Lino-blocks and test prints.


I have decided the final books will be printed on heavy Strathmore paper and the cover will be corrugated cardboard. I will bind them simply, using the Japanese stab-binding technique, with a different coloured cotton thread for each language edition. Here are the test prints for the Strathmore paper. I have since been informed by trusty, Gaelgor (Irish-speaking) sources that I made spelling errors in the Irish text for "Good Morning" (should be "Maidgin Mhaigh") so I am cutting a new lino block today. But here are the Strathmore paper test prints drying.


Wednesday 14 September 2016

Aughnanure Castle

My daughter was at summer college in the Connemara Gaeltacht, so while visiting on family day one Sunday in July, we had prepared a picnic and did the very scary drive from Lettermore to Oughterard. My trusty (though now out of print) Guide to National & Historic Monuments of Ireland, by Peter Harbison, had alerted me to the existence of Aughnanure Castle, 2 miles outside Oughterard. The castle is surrounded by a beautiful moat - the Drimneen river.



The original castle dates from the 13th century, but what stands there now is a 16th century tower house castle.


The sentry stairs are completely intact, but. for health & safety reasons I'm sure, there is a "no climbing" sign nearby. Authenticity is maintained without a safety hand rail.


One can enter the tower, walking up spiral stairs to several large rooms, but it is the out buildings and walls that are most interesting.


I almost missed the amazing carvings on the windows as they are only visible from one side of the wall.


Several windows had these intricate carvings on them, and one had to walk on what one would consider the exterior in order to see them.


In fact, the wall was not an exterior wall but an interior wall marking the banquet hall, which was no longer apparent.


Tuesday 6 September 2016

Clonmacnoise

In July I went to visit my daughter who was in the Gaeltacht of Connemara, but on the way there stopped at the relative half-way point at the sixth century monastic site, Clonmacnoise in Co. Offaly. Situated at the crosspoint between an ancient land route running east-west, the Eiscir Riada (an esker), and the Shannon River running north-south, Clonmacnoise was a busy place in its ancient heyday, and therefore there were also lots of battles and sackings there.
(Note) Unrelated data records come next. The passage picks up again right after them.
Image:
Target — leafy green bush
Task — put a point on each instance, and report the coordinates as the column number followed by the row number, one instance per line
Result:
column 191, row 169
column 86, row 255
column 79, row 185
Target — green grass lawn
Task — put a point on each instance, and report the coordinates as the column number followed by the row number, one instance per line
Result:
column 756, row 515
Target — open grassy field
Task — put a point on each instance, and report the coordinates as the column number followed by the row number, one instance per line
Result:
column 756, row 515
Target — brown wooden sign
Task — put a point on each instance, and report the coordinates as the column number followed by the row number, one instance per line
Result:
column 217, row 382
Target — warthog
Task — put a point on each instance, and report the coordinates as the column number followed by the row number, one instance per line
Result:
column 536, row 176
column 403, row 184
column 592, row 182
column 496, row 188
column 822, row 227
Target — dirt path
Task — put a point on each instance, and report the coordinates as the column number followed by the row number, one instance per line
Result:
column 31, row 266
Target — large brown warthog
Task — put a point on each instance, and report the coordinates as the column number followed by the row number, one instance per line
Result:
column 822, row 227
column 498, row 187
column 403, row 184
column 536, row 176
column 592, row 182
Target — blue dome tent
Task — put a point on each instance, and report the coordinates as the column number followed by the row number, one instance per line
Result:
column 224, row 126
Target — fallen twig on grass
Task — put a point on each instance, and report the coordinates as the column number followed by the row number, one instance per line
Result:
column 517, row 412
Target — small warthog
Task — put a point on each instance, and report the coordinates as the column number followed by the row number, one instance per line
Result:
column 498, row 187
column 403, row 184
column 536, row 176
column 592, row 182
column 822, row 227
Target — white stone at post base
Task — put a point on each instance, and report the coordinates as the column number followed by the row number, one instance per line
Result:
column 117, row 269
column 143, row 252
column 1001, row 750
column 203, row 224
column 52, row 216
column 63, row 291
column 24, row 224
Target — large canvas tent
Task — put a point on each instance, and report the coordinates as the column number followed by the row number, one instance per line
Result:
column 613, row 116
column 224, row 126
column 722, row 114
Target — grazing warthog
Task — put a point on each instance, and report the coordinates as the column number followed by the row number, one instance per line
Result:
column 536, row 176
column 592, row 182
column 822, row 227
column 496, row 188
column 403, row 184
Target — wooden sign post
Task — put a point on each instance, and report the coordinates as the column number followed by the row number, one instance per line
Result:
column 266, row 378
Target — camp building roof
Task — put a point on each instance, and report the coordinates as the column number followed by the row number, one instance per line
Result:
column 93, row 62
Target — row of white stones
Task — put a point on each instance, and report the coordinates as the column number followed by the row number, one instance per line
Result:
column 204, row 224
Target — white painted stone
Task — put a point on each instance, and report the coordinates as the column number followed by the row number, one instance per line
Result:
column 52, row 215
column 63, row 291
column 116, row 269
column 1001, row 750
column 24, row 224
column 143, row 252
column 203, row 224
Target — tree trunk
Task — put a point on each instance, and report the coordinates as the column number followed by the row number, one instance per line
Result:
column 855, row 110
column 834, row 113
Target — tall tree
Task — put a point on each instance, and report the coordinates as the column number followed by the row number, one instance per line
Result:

The tour guide admitted that the Vikings got a bad rap here, as most of the trouble that ever occurred historically had to do with squabbles between small Irish kingdoms and tribes.


The site is quite large, with lots of unusual features, including 2 round towers. Apparently a very tall round tower was hit by lightning in the twelfth century and the second tower was built using the stone debris from the top of the first tower.


One of the high crosses as seen from the portal of one of the seven churches on this site.


The high crosses on site are replicas, with the originals being preserved in the Visitor Centre museum.


The crosses marked an area of sanctuary, but one of the crosses may originally have been a pagan slab, as indicated by its carving of a non-Christian fertility god, Cernunnos (with a ram-like head).


The tour guide pointed out a new "pagan" tradition that had only started this year (2016) -- tourists were leaving money at the foot of this cross slab within one of the churches.


A view of the Shannon river from the side of the Pagan cross slab. The carving a cross-legged, ram-headed Cernunnos is apparent.